There's a special committee to look at five communities and to look at the new guidelines for ATSDR and see if they used our recommendations and how they used them, and if they were being responsive to the community. Four of those communities are at military sites. One is an industry site. We wanted to go back over each health assessment to see if ATSDR followed the procedures the way we wanted them to. We know there's been a major time gap in doing them. Some health assessments take ATSDR two years; some take six months because they don't do any research, they just take whatever the polluter gave them and that's it.

The "health assessment" is not a health evaluation as you might think. It is a site evaluation, because they only look at the site. I've said this over and over. Public health means having a clinic in our hands, taking care of people's health in the community. But public health has a whole different meaning to agency people. There needs to be clarification of that. Because people of color are not receiving any help when it comes to health issues. And we're not going to receive it because of the racism.
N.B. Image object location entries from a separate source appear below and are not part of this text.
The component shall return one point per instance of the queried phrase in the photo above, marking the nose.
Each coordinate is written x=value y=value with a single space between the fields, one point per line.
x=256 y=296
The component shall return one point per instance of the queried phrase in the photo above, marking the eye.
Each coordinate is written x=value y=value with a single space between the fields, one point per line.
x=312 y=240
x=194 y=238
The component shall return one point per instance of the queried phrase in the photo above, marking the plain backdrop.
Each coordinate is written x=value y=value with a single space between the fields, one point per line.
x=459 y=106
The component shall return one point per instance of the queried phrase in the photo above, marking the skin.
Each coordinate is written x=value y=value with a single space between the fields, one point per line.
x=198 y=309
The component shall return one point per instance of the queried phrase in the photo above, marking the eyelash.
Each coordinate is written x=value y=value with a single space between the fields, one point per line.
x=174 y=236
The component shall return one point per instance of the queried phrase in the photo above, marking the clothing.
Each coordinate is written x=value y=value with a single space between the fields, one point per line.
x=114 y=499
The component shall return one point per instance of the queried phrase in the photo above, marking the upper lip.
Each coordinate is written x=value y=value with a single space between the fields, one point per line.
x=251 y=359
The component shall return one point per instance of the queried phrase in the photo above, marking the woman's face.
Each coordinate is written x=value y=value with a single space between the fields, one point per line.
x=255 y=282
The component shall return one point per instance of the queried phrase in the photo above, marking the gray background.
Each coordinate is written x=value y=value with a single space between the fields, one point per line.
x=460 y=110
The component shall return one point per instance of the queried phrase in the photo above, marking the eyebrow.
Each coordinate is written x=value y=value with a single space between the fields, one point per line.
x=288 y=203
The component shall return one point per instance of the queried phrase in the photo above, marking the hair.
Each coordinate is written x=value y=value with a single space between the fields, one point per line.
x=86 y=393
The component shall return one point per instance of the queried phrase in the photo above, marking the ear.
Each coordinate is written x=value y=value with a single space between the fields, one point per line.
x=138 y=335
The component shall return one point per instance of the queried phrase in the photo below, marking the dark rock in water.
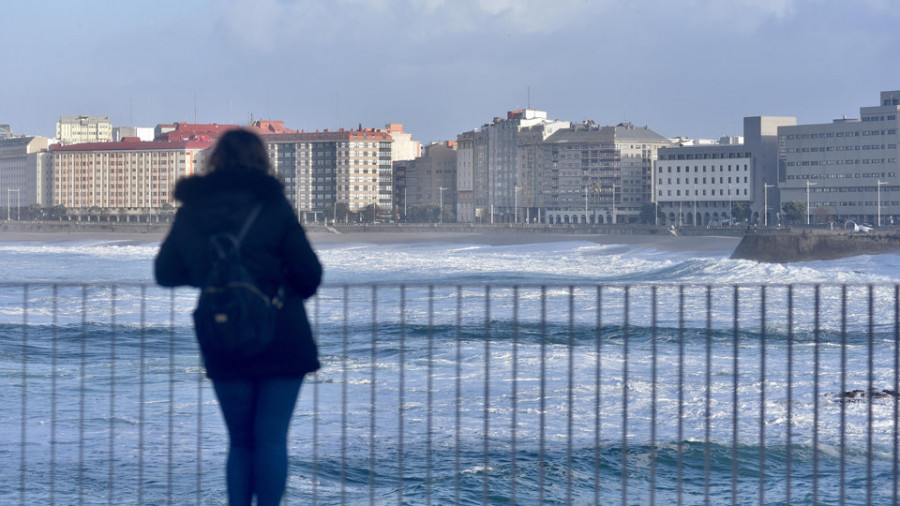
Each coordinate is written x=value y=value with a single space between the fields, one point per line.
x=777 y=245
x=874 y=393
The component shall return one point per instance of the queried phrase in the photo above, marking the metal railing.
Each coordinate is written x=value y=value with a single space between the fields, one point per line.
x=471 y=394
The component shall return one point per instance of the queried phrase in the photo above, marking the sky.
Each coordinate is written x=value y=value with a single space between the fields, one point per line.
x=692 y=68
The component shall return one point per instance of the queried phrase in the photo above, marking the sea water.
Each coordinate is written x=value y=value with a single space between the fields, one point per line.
x=133 y=420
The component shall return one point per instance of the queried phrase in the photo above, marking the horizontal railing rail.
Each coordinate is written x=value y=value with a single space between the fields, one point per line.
x=471 y=393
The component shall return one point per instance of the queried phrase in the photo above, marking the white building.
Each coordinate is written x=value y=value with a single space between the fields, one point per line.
x=82 y=129
x=496 y=166
x=597 y=174
x=22 y=173
x=847 y=169
x=702 y=184
x=123 y=178
x=145 y=134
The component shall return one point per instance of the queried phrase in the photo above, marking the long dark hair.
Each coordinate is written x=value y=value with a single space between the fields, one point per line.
x=240 y=150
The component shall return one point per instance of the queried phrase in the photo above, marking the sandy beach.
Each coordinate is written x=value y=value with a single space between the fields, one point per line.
x=661 y=242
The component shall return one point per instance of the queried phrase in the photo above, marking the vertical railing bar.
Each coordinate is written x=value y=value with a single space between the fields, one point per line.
x=653 y=393
x=373 y=391
x=790 y=396
x=680 y=463
x=869 y=414
x=625 y=345
x=458 y=408
x=513 y=454
x=142 y=398
x=81 y=395
x=597 y=393
x=53 y=369
x=843 y=425
x=816 y=365
x=485 y=484
x=429 y=401
x=23 y=429
x=895 y=461
x=345 y=364
x=201 y=381
x=317 y=312
x=402 y=396
x=112 y=396
x=735 y=378
x=543 y=397
x=707 y=457
x=762 y=399
x=570 y=397
x=170 y=458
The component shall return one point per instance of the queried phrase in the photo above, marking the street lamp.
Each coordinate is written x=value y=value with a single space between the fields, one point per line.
x=516 y=189
x=808 y=184
x=18 y=202
x=880 y=183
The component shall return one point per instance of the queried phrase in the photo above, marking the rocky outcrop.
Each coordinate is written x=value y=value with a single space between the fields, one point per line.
x=783 y=246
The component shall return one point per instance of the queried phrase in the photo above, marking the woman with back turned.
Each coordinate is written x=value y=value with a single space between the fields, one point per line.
x=257 y=395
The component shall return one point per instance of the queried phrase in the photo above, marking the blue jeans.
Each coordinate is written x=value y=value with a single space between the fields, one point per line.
x=258 y=414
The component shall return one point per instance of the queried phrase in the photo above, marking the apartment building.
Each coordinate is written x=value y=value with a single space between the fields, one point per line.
x=23 y=176
x=701 y=184
x=122 y=178
x=847 y=169
x=598 y=174
x=323 y=169
x=429 y=179
x=83 y=129
x=496 y=166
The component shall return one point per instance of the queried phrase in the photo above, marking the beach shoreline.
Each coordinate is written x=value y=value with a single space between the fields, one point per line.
x=326 y=239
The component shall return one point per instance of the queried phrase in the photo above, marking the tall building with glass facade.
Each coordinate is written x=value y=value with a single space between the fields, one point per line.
x=846 y=169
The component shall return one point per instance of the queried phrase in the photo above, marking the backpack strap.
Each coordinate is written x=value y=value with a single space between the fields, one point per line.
x=247 y=224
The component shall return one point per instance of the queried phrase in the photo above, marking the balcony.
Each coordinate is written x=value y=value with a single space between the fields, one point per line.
x=450 y=394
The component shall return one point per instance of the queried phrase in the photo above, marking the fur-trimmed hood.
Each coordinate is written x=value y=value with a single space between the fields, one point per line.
x=258 y=184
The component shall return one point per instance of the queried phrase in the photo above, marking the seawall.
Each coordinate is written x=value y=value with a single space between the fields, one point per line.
x=786 y=245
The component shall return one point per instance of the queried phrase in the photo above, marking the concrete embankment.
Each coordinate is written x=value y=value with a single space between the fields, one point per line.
x=785 y=246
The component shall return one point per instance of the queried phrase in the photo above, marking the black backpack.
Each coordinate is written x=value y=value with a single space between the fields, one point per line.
x=233 y=316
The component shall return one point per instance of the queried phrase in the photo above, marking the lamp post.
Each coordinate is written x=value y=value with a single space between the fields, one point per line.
x=766 y=203
x=880 y=183
x=18 y=202
x=808 y=184
x=516 y=189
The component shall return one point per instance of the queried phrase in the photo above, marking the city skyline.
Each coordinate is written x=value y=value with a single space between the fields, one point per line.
x=442 y=68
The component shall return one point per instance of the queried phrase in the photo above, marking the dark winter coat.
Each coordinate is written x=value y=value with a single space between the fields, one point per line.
x=275 y=249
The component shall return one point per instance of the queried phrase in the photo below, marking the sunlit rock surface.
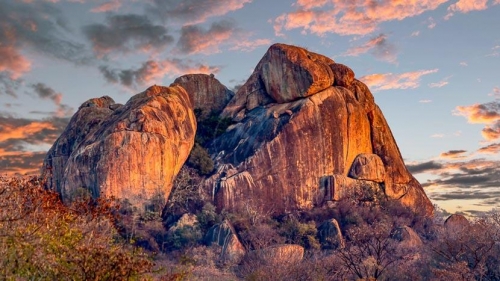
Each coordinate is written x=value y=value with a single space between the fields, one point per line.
x=131 y=152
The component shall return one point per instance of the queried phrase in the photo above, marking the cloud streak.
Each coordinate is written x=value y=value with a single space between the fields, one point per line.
x=127 y=33
x=151 y=72
x=379 y=47
x=190 y=12
x=390 y=81
x=359 y=17
x=486 y=113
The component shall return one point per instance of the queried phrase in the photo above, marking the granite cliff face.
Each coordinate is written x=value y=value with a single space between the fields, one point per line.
x=132 y=151
x=307 y=132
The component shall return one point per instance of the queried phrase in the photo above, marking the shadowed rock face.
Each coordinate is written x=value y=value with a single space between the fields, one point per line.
x=206 y=92
x=131 y=152
x=298 y=118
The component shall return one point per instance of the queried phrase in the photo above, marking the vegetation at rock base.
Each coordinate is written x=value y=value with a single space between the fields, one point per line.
x=43 y=239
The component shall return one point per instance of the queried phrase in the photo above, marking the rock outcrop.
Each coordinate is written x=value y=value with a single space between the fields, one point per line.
x=131 y=152
x=407 y=236
x=456 y=222
x=301 y=117
x=205 y=91
x=330 y=236
x=224 y=235
x=278 y=255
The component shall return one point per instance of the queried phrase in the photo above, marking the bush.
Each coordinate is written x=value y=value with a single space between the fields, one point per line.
x=40 y=238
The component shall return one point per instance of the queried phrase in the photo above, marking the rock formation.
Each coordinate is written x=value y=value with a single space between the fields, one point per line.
x=130 y=152
x=330 y=236
x=224 y=235
x=206 y=92
x=299 y=118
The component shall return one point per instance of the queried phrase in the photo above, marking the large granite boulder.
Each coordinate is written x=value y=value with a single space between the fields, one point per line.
x=298 y=118
x=205 y=91
x=131 y=152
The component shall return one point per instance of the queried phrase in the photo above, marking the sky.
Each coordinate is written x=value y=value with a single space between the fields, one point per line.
x=432 y=65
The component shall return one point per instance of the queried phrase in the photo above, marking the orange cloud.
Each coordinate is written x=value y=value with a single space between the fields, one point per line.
x=490 y=149
x=453 y=154
x=378 y=46
x=249 y=45
x=491 y=133
x=10 y=131
x=107 y=7
x=465 y=6
x=487 y=113
x=13 y=62
x=390 y=81
x=359 y=17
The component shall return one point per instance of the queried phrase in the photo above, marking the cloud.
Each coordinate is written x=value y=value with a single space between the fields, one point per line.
x=9 y=86
x=496 y=91
x=190 y=12
x=151 y=72
x=439 y=136
x=423 y=167
x=440 y=84
x=465 y=6
x=379 y=46
x=491 y=133
x=194 y=39
x=249 y=45
x=432 y=23
x=109 y=6
x=127 y=33
x=24 y=142
x=390 y=81
x=45 y=92
x=13 y=62
x=490 y=149
x=486 y=113
x=349 y=17
x=453 y=154
x=38 y=26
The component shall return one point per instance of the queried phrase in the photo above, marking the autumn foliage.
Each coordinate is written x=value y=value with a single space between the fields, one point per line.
x=42 y=239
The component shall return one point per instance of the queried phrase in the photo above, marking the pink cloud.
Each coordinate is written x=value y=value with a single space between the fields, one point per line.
x=13 y=62
x=113 y=5
x=249 y=45
x=378 y=46
x=491 y=133
x=465 y=6
x=390 y=81
x=487 y=113
x=359 y=17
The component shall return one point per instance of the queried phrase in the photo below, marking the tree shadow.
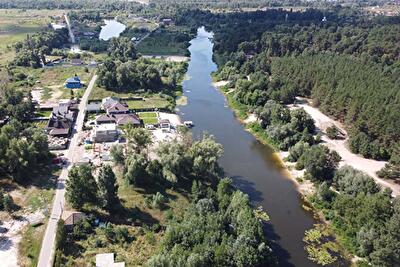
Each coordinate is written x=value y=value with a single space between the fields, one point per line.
x=5 y=243
x=247 y=187
x=279 y=252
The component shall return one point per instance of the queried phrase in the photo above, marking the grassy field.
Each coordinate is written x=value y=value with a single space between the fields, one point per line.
x=29 y=247
x=150 y=101
x=51 y=80
x=15 y=24
x=141 y=221
x=169 y=41
x=154 y=101
x=148 y=117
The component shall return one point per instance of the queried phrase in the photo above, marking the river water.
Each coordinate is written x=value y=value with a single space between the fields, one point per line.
x=113 y=28
x=251 y=164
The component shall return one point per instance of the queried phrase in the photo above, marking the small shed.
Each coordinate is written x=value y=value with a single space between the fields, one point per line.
x=71 y=218
x=73 y=83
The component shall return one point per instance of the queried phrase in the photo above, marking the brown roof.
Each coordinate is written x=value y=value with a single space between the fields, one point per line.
x=117 y=107
x=104 y=118
x=72 y=217
x=123 y=119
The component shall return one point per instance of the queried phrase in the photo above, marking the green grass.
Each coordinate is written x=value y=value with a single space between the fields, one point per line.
x=148 y=117
x=29 y=247
x=163 y=42
x=43 y=113
x=15 y=24
x=150 y=102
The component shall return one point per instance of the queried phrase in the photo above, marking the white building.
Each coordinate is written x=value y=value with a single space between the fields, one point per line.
x=105 y=132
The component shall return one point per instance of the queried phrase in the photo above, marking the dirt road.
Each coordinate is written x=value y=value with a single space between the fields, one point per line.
x=47 y=250
x=369 y=166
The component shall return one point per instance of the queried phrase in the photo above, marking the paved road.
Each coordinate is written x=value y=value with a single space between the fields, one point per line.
x=47 y=250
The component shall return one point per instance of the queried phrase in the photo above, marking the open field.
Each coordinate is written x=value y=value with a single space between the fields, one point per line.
x=32 y=200
x=48 y=83
x=15 y=24
x=166 y=41
x=139 y=219
x=149 y=102
x=148 y=117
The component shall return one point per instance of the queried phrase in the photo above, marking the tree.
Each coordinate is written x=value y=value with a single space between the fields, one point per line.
x=332 y=132
x=320 y=163
x=121 y=48
x=352 y=182
x=81 y=186
x=108 y=188
x=136 y=170
x=138 y=138
x=173 y=159
x=117 y=154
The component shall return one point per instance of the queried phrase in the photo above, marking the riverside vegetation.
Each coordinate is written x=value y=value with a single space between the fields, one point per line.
x=155 y=230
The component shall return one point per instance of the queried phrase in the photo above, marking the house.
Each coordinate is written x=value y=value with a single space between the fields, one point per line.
x=76 y=62
x=119 y=119
x=73 y=82
x=117 y=108
x=60 y=122
x=105 y=132
x=107 y=260
x=167 y=21
x=164 y=124
x=93 y=107
x=71 y=218
x=108 y=101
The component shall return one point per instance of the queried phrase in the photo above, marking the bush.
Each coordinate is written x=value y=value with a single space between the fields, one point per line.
x=333 y=132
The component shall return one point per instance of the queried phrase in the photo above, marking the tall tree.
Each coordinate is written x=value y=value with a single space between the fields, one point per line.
x=108 y=188
x=81 y=186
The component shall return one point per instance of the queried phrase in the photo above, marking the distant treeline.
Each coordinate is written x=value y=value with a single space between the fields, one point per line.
x=349 y=64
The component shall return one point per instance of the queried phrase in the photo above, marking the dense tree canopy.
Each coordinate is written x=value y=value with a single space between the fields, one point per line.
x=215 y=232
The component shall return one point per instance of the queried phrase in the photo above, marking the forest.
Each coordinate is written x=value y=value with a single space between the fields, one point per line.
x=218 y=226
x=123 y=71
x=303 y=56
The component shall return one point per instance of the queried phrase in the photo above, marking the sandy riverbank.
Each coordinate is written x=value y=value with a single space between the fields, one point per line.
x=369 y=166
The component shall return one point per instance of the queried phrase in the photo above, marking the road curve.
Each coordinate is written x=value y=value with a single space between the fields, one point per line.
x=48 y=244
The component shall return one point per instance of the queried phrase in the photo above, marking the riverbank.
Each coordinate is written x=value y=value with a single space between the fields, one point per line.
x=304 y=187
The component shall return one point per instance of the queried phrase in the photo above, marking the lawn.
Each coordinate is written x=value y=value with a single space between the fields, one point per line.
x=29 y=247
x=168 y=41
x=52 y=80
x=43 y=113
x=15 y=24
x=150 y=100
x=148 y=117
x=141 y=221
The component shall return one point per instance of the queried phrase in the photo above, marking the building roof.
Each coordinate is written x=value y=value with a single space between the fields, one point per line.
x=117 y=107
x=76 y=61
x=107 y=260
x=123 y=119
x=106 y=127
x=164 y=121
x=74 y=79
x=72 y=217
x=120 y=119
x=108 y=101
x=105 y=118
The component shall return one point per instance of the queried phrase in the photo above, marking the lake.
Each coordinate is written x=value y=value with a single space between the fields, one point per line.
x=252 y=165
x=112 y=29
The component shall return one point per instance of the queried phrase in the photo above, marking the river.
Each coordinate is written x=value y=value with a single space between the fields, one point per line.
x=251 y=164
x=113 y=28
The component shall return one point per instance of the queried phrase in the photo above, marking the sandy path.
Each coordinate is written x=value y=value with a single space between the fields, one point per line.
x=369 y=166
x=170 y=58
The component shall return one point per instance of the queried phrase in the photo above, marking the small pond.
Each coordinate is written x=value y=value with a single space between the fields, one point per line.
x=112 y=29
The anthrax the postal worker in New Jersey died from shows the racism in dealing with people of color: they gave him a Tylenol and sent him home even though the man had told them that he might have anthrax. They could have given him Cipro as a precaution. But I feel that because he was Black, they just don't care about his health. Period.

I think the only way communities of color are going to get the help we need is to raise doctors in the community and get the churches, which are what many of us are involved in, to start setting up clinics all over the country. We need to get our own people to work in these clinics.